Dali ele sai em longas caminhadas em direção ao Paraguai, onde pretende rever a única mulher que amou e com quem tem uma filha que nunca conheceu. No caminho, é assombrado pelos fantasmas das pessoas que matou e reencontra um barbeiro amigo (Fernando Teixeira) para uma “despedida” com muito álcool e algumas prostitutas. É um personagem emblemático da violência rural, que o traumatizou na infância e plantou o ódio em seu coração. Aos poucos vamos compreendendo as raízes de sua solidão e de sua estreita convivência com a morte. “Às vezes sente que é bicho”, informa a narração a cargo da atriz paraguaia Ana Ivanova.

O velho tem horror aos poderosos a que serve eliminando desafetos.
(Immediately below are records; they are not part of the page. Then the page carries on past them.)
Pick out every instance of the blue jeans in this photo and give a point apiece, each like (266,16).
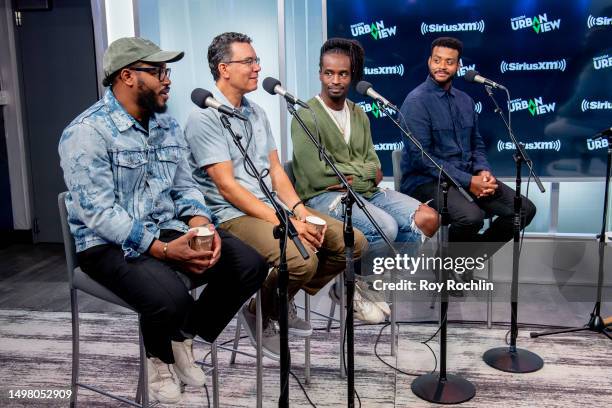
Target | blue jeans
(393,211)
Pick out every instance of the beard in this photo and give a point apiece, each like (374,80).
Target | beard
(147,99)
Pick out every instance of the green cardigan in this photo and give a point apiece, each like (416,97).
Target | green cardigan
(357,158)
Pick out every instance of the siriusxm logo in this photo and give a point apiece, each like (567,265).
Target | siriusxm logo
(551,145)
(389,146)
(464,68)
(598,21)
(377,30)
(595,105)
(533,66)
(535,106)
(597,144)
(391,70)
(374,109)
(602,62)
(539,23)
(444,28)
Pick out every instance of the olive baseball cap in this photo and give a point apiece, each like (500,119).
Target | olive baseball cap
(127,50)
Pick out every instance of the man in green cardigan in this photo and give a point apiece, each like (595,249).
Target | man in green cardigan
(345,133)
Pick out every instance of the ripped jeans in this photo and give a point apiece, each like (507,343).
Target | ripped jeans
(393,211)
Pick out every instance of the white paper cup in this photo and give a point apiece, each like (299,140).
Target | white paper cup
(319,223)
(202,241)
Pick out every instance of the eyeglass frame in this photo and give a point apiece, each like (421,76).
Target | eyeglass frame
(247,61)
(150,70)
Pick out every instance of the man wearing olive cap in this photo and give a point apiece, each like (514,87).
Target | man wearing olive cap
(131,201)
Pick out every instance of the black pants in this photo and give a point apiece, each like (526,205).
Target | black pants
(158,290)
(468,218)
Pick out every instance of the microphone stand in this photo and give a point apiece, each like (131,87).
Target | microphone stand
(596,323)
(284,230)
(512,359)
(348,200)
(442,388)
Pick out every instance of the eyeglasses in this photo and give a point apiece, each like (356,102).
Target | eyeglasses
(247,61)
(161,73)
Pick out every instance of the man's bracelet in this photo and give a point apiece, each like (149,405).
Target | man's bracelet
(165,250)
(295,205)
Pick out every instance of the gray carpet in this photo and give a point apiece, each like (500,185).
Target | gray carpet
(35,350)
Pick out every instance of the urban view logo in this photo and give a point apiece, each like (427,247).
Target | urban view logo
(595,105)
(539,23)
(389,146)
(464,68)
(533,66)
(535,106)
(377,30)
(598,21)
(444,28)
(374,109)
(551,145)
(597,144)
(390,70)
(602,62)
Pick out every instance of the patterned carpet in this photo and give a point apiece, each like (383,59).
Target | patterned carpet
(35,352)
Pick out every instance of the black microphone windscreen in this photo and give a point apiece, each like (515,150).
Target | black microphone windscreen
(269,84)
(470,75)
(199,95)
(362,87)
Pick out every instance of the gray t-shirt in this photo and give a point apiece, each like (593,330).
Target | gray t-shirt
(211,143)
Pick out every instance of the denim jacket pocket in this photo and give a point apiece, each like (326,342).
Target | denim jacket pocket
(168,158)
(130,167)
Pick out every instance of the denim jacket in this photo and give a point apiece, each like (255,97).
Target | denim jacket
(446,125)
(124,183)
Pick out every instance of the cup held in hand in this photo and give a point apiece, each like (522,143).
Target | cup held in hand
(317,222)
(202,241)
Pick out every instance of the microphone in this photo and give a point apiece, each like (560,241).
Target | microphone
(474,76)
(204,99)
(604,134)
(365,88)
(273,86)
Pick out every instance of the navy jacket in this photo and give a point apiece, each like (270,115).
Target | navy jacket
(446,125)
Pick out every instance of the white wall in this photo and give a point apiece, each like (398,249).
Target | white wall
(190,26)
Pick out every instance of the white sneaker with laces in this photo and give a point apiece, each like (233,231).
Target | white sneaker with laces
(184,364)
(162,385)
(373,296)
(365,310)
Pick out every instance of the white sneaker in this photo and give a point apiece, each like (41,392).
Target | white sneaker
(184,364)
(373,296)
(162,386)
(365,310)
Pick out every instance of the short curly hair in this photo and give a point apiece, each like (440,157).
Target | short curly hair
(351,49)
(219,50)
(448,42)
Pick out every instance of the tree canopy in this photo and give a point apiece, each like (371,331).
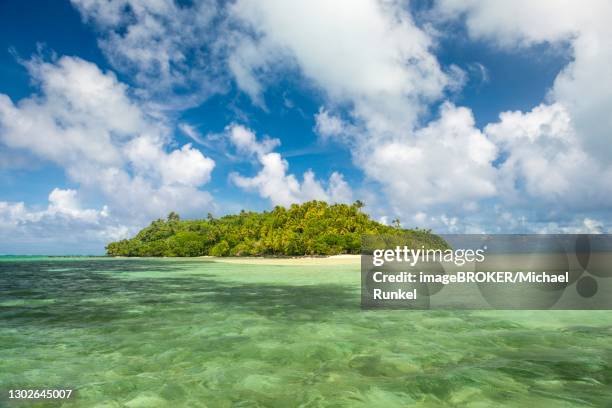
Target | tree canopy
(312,228)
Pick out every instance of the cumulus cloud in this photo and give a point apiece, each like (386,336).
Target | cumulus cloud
(447,161)
(273,181)
(367,54)
(38,229)
(167,47)
(545,162)
(84,121)
(584,86)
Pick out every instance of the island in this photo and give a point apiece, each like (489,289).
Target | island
(314,228)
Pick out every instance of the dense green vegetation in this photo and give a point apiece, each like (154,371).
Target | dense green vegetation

Uma cena na suíte presidencial de um hotel em Assunção ilustra exemplarmente esse desprezo. Uma última encomenda de morte talvez não venha a ser cumprida.

King Kong en Asunción é um road movie deslumbrante pelas estradas do continente. Além do espetacular Salar de Uyuni, o andarilho passa pelo cemitério de trens de Potosí, pelo altiplano e por mercados bolivianos, pelas estradas do Chaco no Paraguai, por antigos pueblitos melancólicos e trechos de grande beleza natural.

No papel dessa alma perdida no silêncio e na amargura está o ator brasiliense Andrade Júnior, conhecido também por personificar um Papai Noel tradicional em Brasília. Ele faleceu em 2019, antes de ver o filme finalizado. Sua figura corpulenta e atarracada deixa ver um lastro de doçura por trás da impiedade do personagem. Talvez não houvesse forma melhor de dizer adeus ao cinema.

Com o capricho visual e a solidez de mise-en-scène que caracterizam seus filmes, Camilo Cavalcante construiu uma narrativa tênue, mas cativante. O filme tem um punhado de momentos memoráveis e uma dicção lírica que evoca a ancestralidade latino-americana em contraponto à rispidez e à desagregação da realidade contemporânea.



A escolha de Valentina

Quando a menina trans Valentina se muda com a mãe para uma cidadezinha no interior de Minas, a gente sabe o que pode esperar: incompreensão, preconceito e agressões transfóbicas. Tudo isso chega a tempo e a hora, dentro do mais que esperado. Mas Valentina traz junto algumas surpresas: afinal, na pequena Estrela do Sul existem também jovens abertos à diferença e uma escola disposta a cumprir a lei que proíbe a discriminação de gênero.

O primeiro longa de Cássio Pereira dos Santos traz à frente do elenco a youtuber trans Thiessita (Thiessa Woinbackk) completamente desproduzida. Valentina conta com o apoio total da mãe (Guta Stresser), mas sente a falta do pai (Rômulo Braga), não somente por motivos burocráticos. O filme é um tanto esquemático na forma como administra o Bem e o Mal de maneira a deixar sua mensagem de coragem e, vá lá, resiliência.

Os diálogos são duros, e alguns coadjuvantes ajudam pouco a naturalizá-los. Certos clichês melodramáticos seriam dispensáveis, enquanto o excesso de elipses acaba esvaziando momentos importantes da narrativa. No fim das contas, entre qualidades e deficiências, Valentina joga suas fichas na importância do tema e no recado de estímulo à liberdade de escolha e ao bom enfrentamento.